Ketika seseorang terlalu keras mengejar sesuatu—entah itu harta, status, atau bahkan cinta—ia sering kehilangan keseimbangan dan kedamaian dalam hidupnya. Sebaliknya, jika ia terlalu membenci atau menghindari sesuatu secara ekstrem, ia tetap terikat secara batin, meski dalam bentuk penolakan. Dalam filsafat Suryomentaram, keterikatan semacam ini disebut sebagai rasa “kawula”—rasa menjadi hamba dari keinginan dan rasa takut. Padahal kebebasan batin, menurutnya, hanya mungkin diraih ketika manusia bisa memandang segala hal dengan wajar: tidak terlalu melekat, tidak juga terlalu menolak.
Melalui kutipan ini, kita diajak untuk hidup dengan sikap batin yang luwes—mampu menerima hidup sebagaimana adanya, tanpa terjebak dalam nafsu untuk memiliki atau dorongan untuk lari dari kenyataan.
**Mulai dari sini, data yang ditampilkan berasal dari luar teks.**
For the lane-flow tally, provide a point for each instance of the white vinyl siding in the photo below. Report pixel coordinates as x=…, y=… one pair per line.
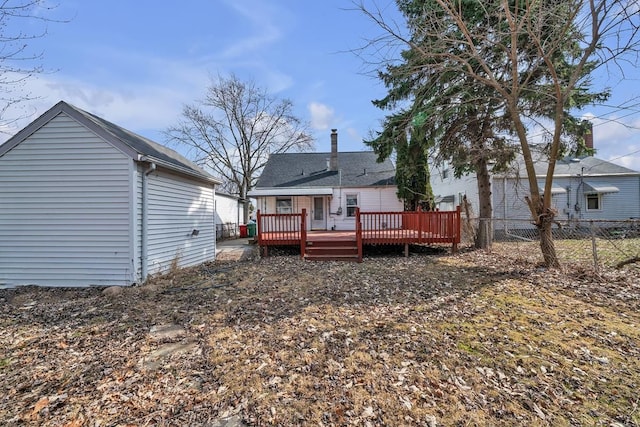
x=65, y=209
x=137, y=241
x=229, y=210
x=371, y=199
x=176, y=207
Ini bukan sikap pasrah yang pasif, melainkan bentuk kemerdekaan batin. Hidup bukan soal mati-matian mengejar atau menolak, tetapi soal memahami bahwa semua datang dan pergi, dan tugas kita adalah menjalaninya dengan jernih, sadar, dan tidak terbelenggu oleh keinginan yang meluap-luap. Di sanalah letak ketenangan sejati.